A: In my opinion, this strategy can be used by FX/CFD Brokers only as a temporary promotion because it is tough to maintain it in a longer perspective. Usually, the costs associated with offering stocks are relatively high. They concern market data, exchange and settlement fees or connectivity fees. Some fintech companies, like Robinhood, applied such a strategy. Still, they make a profit rather on selling clients’ trading information to other companies, which cannot be compliant with the law, especially in the European Union. Some more prominent Brokers can bear the costs of shares trading for the clients, counting that it will still bring profits on other types of instruments. It can be a good but also risky strategy if the company will attract too many clients interested only in trading shares. The other way of making such offers sustainable is to hide the costs in the spread as markup; then most clients will not be aware that they are paying any commission to the Brokers.
Q: As a liquidity provider, do you think there is more place in the FX/CFD industry for other instruments linked to traditional financial markets? Looks like the options never gained popularity among FX/CFD traders. Are there any other instruments outside of our industry that could potentially be used and offered to FX/CFD traders?
A: We believe that clients prefer simplicity and transparency, so the more sophisticated the product is, the less attention it will get. In other words, adding new, complicated products won’t make any sense as clients will treat it only as a bonus. Some Brokers even invent entirely new instruments which are either synthetic or randomly generated. Still, if there is no exact reference to the market, clients will not feel safe trading those instruments. I think that FX Brokers should invest more in crypto instruments and offer, for example, a set of indices based on cryptocurrencies and less popular coins. It is also worth noting that the Brokers did not adopt instruments based on CDS (Credit-Default-Swaps). Although, in my opinion, they could attract quite an interest among clients, especially in times of turmoils on specific markets.
Q: Which sectors of trading(fx, crypto, commodities, stocks/indices) do you consider to be the most important in the nearest 2-3 years. Where will most of the retail trading take place in your opinion?

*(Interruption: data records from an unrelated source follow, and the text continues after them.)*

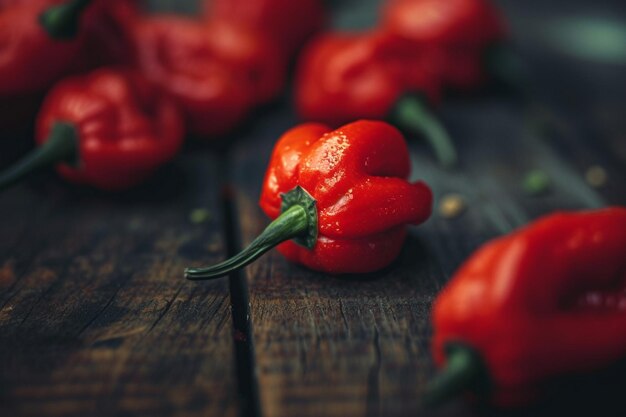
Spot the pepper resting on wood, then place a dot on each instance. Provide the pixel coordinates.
(110, 129)
(342, 77)
(548, 299)
(341, 195)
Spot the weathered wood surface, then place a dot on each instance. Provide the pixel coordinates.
(95, 318)
(358, 346)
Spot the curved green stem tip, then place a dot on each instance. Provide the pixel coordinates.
(60, 147)
(298, 221)
(465, 371)
(413, 114)
(62, 21)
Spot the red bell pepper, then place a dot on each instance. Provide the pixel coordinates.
(343, 77)
(216, 72)
(289, 23)
(463, 31)
(548, 299)
(342, 196)
(110, 129)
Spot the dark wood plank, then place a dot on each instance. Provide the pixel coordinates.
(357, 346)
(96, 318)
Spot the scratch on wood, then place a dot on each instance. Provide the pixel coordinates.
(167, 307)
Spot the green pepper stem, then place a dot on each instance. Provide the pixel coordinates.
(62, 21)
(298, 220)
(464, 371)
(413, 114)
(61, 146)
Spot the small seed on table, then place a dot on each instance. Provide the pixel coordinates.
(452, 205)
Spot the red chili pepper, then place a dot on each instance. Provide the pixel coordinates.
(377, 76)
(548, 299)
(462, 30)
(289, 23)
(110, 129)
(217, 72)
(34, 52)
(342, 195)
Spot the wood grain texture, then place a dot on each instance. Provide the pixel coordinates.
(358, 346)
(96, 318)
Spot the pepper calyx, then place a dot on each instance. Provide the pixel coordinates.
(298, 220)
(465, 371)
(412, 113)
(62, 21)
(60, 147)
(299, 196)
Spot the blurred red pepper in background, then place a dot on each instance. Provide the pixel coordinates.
(459, 32)
(216, 71)
(342, 77)
(289, 23)
(342, 195)
(375, 75)
(548, 299)
(110, 129)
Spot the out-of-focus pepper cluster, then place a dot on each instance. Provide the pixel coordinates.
(115, 89)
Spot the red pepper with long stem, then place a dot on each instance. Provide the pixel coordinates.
(216, 71)
(464, 33)
(339, 199)
(546, 300)
(342, 77)
(289, 23)
(110, 129)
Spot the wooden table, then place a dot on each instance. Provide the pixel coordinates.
(96, 318)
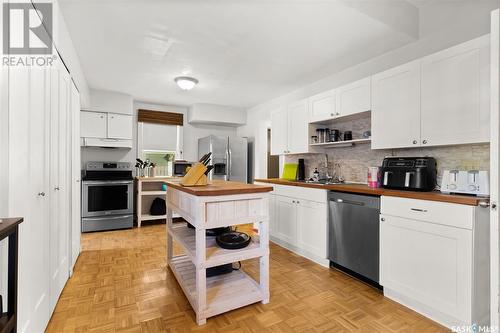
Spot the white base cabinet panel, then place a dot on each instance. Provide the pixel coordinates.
(429, 265)
(299, 224)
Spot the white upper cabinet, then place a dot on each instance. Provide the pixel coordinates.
(354, 97)
(289, 129)
(455, 99)
(102, 129)
(396, 107)
(298, 128)
(322, 106)
(119, 126)
(93, 124)
(279, 131)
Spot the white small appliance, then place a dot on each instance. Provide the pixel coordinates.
(474, 182)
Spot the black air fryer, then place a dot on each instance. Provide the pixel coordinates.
(409, 173)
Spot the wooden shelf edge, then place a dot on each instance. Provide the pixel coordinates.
(148, 217)
(340, 143)
(143, 193)
(249, 294)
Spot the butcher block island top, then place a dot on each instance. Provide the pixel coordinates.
(219, 204)
(365, 189)
(219, 187)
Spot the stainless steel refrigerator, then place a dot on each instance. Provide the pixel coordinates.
(229, 157)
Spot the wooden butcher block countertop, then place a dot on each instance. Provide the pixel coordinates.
(365, 189)
(219, 187)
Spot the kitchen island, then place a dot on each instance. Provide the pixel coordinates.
(218, 204)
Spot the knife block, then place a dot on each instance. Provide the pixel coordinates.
(195, 176)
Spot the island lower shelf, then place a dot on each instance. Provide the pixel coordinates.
(220, 291)
(219, 204)
(215, 255)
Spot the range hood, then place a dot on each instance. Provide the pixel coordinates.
(106, 143)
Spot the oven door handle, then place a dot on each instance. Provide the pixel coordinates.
(107, 182)
(106, 218)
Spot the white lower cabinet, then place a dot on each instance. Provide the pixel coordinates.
(434, 259)
(286, 219)
(312, 227)
(298, 223)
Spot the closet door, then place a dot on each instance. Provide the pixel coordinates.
(75, 176)
(64, 172)
(37, 242)
(20, 188)
(58, 225)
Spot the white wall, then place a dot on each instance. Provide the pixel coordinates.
(191, 134)
(442, 24)
(213, 114)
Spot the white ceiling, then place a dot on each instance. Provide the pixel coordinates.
(242, 52)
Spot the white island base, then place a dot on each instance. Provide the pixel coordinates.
(219, 204)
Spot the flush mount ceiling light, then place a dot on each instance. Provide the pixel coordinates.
(186, 82)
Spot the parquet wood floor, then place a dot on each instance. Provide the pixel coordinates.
(121, 284)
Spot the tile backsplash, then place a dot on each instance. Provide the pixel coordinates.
(355, 160)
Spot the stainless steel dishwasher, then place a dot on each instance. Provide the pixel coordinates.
(354, 235)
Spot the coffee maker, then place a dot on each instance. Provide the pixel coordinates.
(409, 173)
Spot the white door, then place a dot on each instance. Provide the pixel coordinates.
(455, 95)
(64, 172)
(495, 167)
(93, 124)
(59, 220)
(354, 97)
(279, 131)
(322, 106)
(119, 126)
(429, 263)
(286, 219)
(298, 128)
(38, 239)
(54, 183)
(75, 176)
(396, 107)
(312, 227)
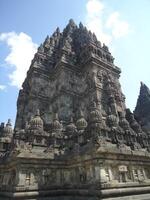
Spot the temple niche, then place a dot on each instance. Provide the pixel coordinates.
(74, 138)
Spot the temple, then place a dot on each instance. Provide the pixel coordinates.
(74, 138)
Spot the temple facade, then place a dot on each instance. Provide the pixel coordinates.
(74, 138)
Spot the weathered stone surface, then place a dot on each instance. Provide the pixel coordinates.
(73, 137)
(142, 110)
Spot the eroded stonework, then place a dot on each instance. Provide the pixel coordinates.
(73, 137)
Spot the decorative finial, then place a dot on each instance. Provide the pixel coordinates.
(55, 116)
(9, 122)
(81, 25)
(37, 112)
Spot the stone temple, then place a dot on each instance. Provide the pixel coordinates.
(74, 138)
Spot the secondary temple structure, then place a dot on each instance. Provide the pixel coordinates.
(74, 138)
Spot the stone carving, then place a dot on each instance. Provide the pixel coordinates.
(73, 134)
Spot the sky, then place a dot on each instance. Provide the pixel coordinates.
(123, 25)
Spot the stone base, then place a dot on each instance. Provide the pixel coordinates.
(138, 193)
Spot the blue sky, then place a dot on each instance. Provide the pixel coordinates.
(122, 24)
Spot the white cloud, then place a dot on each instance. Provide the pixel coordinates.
(22, 50)
(2, 87)
(118, 27)
(95, 22)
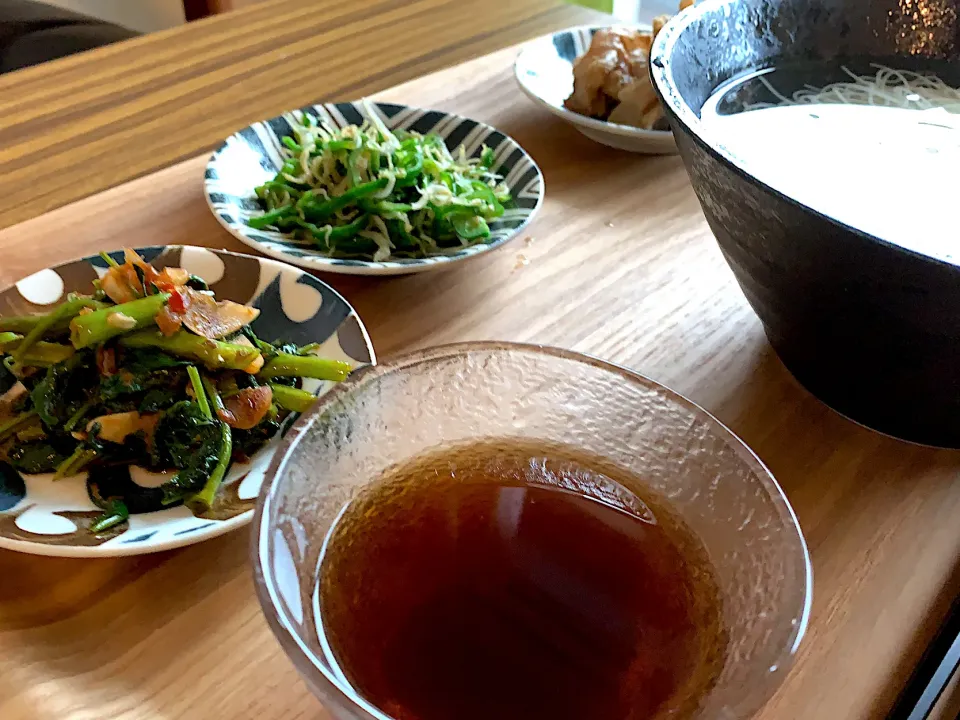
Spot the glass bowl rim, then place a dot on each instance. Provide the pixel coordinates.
(283, 627)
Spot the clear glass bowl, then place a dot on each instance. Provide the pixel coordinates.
(389, 413)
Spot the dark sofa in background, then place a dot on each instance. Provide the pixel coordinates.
(33, 32)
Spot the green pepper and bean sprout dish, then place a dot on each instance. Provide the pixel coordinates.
(151, 370)
(366, 192)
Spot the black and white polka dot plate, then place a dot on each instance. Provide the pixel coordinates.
(252, 156)
(43, 517)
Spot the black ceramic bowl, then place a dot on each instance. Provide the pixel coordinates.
(870, 328)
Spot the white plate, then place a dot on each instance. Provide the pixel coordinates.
(252, 156)
(544, 70)
(43, 517)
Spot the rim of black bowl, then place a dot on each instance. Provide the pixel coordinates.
(680, 112)
(276, 612)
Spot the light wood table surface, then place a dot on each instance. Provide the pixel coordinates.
(619, 264)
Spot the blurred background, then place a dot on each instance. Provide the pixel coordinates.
(151, 15)
(35, 31)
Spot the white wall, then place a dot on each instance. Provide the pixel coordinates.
(141, 15)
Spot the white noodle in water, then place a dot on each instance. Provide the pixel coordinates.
(889, 87)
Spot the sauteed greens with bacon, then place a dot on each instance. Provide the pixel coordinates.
(149, 369)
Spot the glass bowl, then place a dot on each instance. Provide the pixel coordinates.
(390, 413)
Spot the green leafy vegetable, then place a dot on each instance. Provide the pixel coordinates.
(371, 193)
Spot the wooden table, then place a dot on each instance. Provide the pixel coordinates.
(619, 264)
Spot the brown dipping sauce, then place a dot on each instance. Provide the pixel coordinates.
(502, 580)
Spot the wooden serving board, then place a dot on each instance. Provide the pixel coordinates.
(620, 264)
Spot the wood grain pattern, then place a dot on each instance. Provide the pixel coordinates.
(80, 125)
(620, 264)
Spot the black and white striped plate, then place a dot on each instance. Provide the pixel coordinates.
(544, 70)
(252, 156)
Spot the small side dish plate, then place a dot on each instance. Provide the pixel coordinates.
(43, 517)
(544, 70)
(252, 156)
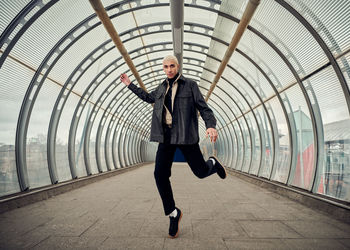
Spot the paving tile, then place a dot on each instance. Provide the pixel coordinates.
(345, 242)
(268, 229)
(64, 242)
(132, 243)
(217, 228)
(317, 229)
(115, 228)
(316, 244)
(125, 212)
(255, 244)
(159, 227)
(193, 244)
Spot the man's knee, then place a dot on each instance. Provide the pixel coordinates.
(200, 175)
(160, 174)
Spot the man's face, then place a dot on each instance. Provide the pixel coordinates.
(170, 68)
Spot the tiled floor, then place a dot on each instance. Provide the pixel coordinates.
(125, 212)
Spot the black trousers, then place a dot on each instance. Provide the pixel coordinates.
(164, 161)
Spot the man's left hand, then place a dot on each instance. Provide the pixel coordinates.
(212, 133)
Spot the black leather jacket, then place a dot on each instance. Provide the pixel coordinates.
(187, 101)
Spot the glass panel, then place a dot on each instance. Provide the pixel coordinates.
(247, 145)
(302, 173)
(290, 36)
(334, 176)
(330, 20)
(256, 148)
(240, 146)
(62, 162)
(13, 84)
(266, 138)
(344, 64)
(10, 11)
(281, 168)
(37, 134)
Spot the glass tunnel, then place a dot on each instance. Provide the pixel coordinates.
(282, 102)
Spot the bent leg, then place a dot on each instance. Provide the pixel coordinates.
(162, 173)
(195, 160)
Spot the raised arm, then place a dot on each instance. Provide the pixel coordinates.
(143, 95)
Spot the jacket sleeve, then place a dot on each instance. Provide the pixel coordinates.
(143, 95)
(203, 108)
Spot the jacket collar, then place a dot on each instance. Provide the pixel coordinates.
(181, 79)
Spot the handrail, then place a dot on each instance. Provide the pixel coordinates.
(242, 26)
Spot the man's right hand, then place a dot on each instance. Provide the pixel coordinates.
(125, 79)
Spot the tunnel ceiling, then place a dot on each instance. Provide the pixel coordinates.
(283, 95)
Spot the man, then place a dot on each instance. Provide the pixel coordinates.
(175, 125)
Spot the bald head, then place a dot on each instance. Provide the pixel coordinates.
(170, 66)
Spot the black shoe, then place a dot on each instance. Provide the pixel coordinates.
(221, 171)
(174, 224)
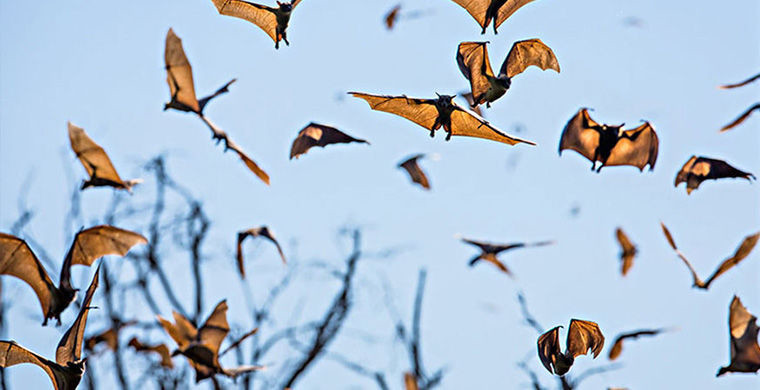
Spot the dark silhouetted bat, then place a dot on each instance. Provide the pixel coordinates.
(488, 11)
(472, 58)
(274, 21)
(67, 369)
(201, 346)
(179, 76)
(744, 249)
(96, 162)
(627, 251)
(489, 252)
(415, 172)
(261, 231)
(610, 145)
(582, 337)
(745, 352)
(17, 259)
(433, 114)
(698, 169)
(315, 134)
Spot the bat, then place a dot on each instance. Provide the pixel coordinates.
(179, 76)
(315, 134)
(610, 145)
(274, 21)
(261, 231)
(487, 11)
(472, 58)
(415, 172)
(698, 169)
(17, 259)
(433, 114)
(627, 251)
(582, 337)
(489, 252)
(744, 249)
(201, 346)
(67, 369)
(745, 352)
(96, 162)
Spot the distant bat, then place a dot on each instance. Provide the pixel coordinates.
(745, 352)
(17, 259)
(488, 11)
(698, 169)
(315, 134)
(433, 114)
(68, 368)
(489, 252)
(179, 76)
(582, 337)
(274, 21)
(610, 145)
(472, 58)
(744, 249)
(96, 162)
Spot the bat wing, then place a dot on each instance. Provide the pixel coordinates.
(637, 147)
(526, 53)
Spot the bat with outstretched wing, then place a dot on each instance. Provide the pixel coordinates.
(610, 145)
(433, 114)
(472, 58)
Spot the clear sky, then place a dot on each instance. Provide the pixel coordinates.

A: From our observations, we can see that the popularity of specific asset classes heavily depends on the region. We see that Middle-East, India or South-East Asia is mostly interested in trading FX, precious metals and energy products. By contrast, investors in Europe, South America and Africa like to trade indices and a wide range of commodities, which usually have higher volatility than FX instruments. Also, crypto leveraged products are gaining popularity. From the other side, more and more crypto exchanges enter the leveraged market because they notice a certain trend among investors and seek the occasion to increase their trading volumes and profits. We think that crypto exchanges can at some point become real competition for FX Brokers because they can easily increase their product range by adding instruments used only by FX Brokers so far. On the other hand, we don’t see trading stocks as the main product, as it requires a lot of technical and legal resources to manage, and many specialized brokerage houses are offering them in much better condition.